The final project consisted of a deep analysis of character networks in a large set of theater plays and movies, in order to discover similarities in literature and movies across genres and over time. Therefore, the first task was to develop methods for automatically extracting character interactions from scripts of movies/plays.  Then these interactions were analyzed and gathered into networks, using four different algorithms, each of them defining character interaction in a special way (number of scenes of common appearance, total number of words exchanged…). Next, several properties were computed for each network, in order to be able to compare them: relative importance of top/main characters, centrality of a main character, strength of relationships, number of storylines and number of characters. These network properties were used to determine characteristics of movies/plays for various media aspects (type, date, rating and critics, genre, author). Finally these assignments were tested on additional data using regression classifiers and decision trees. The results showed significant differences in those networks by comparing plays versus movies (plays usually display a central character having all important relationships, whereas movies use several main characters), different dates (older plays tend to have more disjoint group of characters and more distinct storylines than the new ones) genres (e.g. horror movies with only a few characters and a simple storyline) and authors. Hence, this project developed a classification tool in order to classify movies and plays according to several general characteristics.

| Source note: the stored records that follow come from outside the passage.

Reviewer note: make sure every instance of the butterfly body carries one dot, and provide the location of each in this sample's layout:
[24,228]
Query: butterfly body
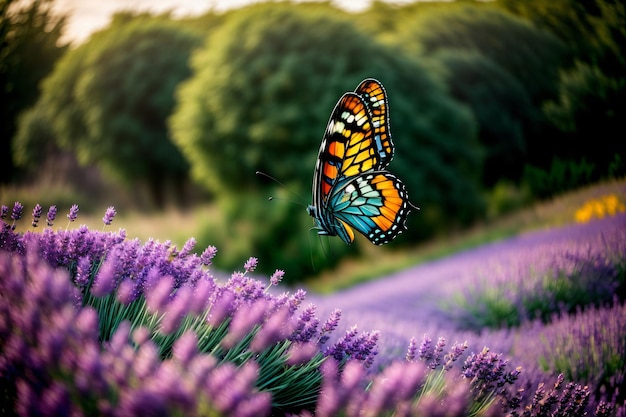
[351,188]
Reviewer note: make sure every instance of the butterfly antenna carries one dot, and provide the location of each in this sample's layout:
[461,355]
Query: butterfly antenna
[278,182]
[311,249]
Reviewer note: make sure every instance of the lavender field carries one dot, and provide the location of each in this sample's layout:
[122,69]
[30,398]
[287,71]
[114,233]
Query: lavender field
[94,323]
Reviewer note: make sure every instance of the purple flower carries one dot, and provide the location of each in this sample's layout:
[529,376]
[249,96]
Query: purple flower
[105,281]
[251,264]
[222,307]
[275,328]
[329,326]
[52,213]
[73,214]
[306,326]
[109,214]
[441,343]
[300,353]
[208,255]
[410,353]
[186,347]
[187,247]
[37,211]
[16,214]
[277,276]
[425,353]
[83,271]
[176,310]
[158,297]
[455,353]
[245,319]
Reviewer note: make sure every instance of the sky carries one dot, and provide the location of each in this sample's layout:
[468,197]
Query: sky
[87,16]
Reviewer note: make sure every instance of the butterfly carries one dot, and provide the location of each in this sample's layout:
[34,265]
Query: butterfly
[351,188]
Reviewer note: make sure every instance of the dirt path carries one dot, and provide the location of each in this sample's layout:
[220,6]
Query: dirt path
[409,303]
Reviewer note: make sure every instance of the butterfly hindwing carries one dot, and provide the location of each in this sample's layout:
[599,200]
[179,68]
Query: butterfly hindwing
[351,189]
[375,204]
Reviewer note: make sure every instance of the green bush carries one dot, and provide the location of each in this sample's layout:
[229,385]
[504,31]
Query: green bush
[261,94]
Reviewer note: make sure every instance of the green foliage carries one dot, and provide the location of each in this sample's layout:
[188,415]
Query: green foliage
[29,47]
[561,176]
[292,387]
[593,30]
[109,99]
[260,98]
[590,106]
[501,106]
[531,55]
[277,232]
[505,197]
[34,141]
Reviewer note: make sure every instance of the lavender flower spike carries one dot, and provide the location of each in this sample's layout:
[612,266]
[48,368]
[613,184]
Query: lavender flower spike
[73,214]
[17,211]
[277,276]
[410,353]
[207,256]
[37,211]
[52,213]
[109,214]
[251,264]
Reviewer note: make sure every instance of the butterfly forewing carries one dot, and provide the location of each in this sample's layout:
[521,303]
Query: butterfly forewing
[347,148]
[375,97]
[351,189]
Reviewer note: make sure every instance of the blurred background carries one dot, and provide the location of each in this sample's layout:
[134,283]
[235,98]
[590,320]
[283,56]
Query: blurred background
[168,112]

As a conclusion, one could say that although the three presented projects operate on very different domains, they all provide a way of defining an abstract concept through concrete aspects. If dance was defined by humans with the help of a lot of metaphoric moves, the ARTeFACT project breaks down this wide artistic discipline into small but well-defined elements. Similarly, if a poem’s layout is more of a visual signal that usually comes along with a text to emphasize its effect, the VisualPage project defines it through quantitative geometrical properties. Finally, if a movie aspect is rather vaguely defined, the character network project refers to quantitative features in order to clearly describe it. This “translation” permits to compare different entities in a stable and repetitive way by referring to the newly identified concrete aspects, and to discover similarities or differences that were unrevealed until then.